白豚王子育成計画〜もしかして私、チョロインですか?〜
「ふふ、落ち着いた?」
「お、おかげさまで……」
腫れた目を冷たいハンカチで抑えながら、私がエドがメイドさんに頼んでくれた温かいお茶を一口。嬉しそうに笑っているエドの顔を直視できない。
「な、なんでそんなに嬉しそうなんですか?」
「え? だってリイナの泣き顔見ちゃったんだよ? 僕が意地悪したから、泣いちゃったんでしょ? 男としてこれほどそそることはないよね?」
えーと、その言葉の意味は分かりかねるのですが……。
追求してはいけない雰囲気を察し、小さく咳払いをする。
「そ、それで、結局私のドレスを作るんですか?」
「うん。さっきの布でシンプルに仕立てさせようと思っているよ。もっと可愛らしい方が良かったかな?」
桃色の可愛らしい髪に、それに相応しい愛らしい顔立ち。そんな『リイナ』にはフワフワのプリンセスドレスが似合いそうな気もするが、
「まぁ、私は頂戴する立場なので……お任せします」
そう告げると、エドは満足げに頷いてから、顎に手を当てた。
「それであとは僕の衣装なんだけどさ……どうしたいいかなぁ?」
「どうしたらと言いますと?」
「うん。もちろんリイナとドレスに合わせるつもりではあるんだけど……別に全部が全部嘘吐いたわけじゃなくてね。自分で自分の服を選ぶとか初めてで、どんなの選べばいいのかわからないんだ」
「初めて?」
エドワード王子だって、聞く所によると『リイナ』より年上の十八歳だ。それだけ生きてきて服を選んだことがないとか、白豚王子だったとはいえ呆れるしかない。
だけど、エドは当たり前のように「全部使用人が選んでくれるしね」なんて言って。
私の常識とする価値観や環境との違いにめまいを感じながら、私はまたお茶を一口飲んだ。そして気付く。
「このお茶……」
透き通る鮮やかな緑。ほのかに香るお米の風味。昔、家でお母さんが入れてくれたお茶にそっくりな優しい温かさに目を丸くすると、エドはニッコリと微笑んだ。
「それ、見習いコック――リイナも知っているよね。
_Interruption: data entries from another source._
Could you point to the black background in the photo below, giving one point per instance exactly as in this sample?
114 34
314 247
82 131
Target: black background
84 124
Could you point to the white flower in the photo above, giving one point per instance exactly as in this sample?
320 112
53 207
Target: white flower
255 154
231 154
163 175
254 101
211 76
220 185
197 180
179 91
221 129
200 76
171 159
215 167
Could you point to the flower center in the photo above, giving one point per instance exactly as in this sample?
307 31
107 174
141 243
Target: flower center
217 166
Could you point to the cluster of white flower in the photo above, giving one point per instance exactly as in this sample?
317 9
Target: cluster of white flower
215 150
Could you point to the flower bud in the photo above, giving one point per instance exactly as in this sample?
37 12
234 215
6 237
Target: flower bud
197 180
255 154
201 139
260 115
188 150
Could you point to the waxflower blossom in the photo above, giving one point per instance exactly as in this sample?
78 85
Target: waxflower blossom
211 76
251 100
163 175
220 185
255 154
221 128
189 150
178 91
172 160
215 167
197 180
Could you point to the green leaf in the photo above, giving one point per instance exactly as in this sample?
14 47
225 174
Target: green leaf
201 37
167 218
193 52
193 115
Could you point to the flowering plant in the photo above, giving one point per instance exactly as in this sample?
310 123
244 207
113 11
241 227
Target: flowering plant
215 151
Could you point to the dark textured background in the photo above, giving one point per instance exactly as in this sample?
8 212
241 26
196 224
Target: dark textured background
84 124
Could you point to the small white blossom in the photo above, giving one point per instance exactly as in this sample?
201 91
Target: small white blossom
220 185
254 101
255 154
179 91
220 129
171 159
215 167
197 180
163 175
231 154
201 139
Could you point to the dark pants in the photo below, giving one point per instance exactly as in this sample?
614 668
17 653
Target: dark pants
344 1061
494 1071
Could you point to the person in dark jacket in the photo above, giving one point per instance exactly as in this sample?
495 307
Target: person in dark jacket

ショウと相談して、開発を進めているものなんだ」
え? なんでショウと知り合いなこと知っているの? てか、一緒に開発って? ショウのレシピが採用されていることは知っているけど(ダイエット食のこともあるし)、お茶の開発って? カテキンとか身体にいいとは言うけれど……。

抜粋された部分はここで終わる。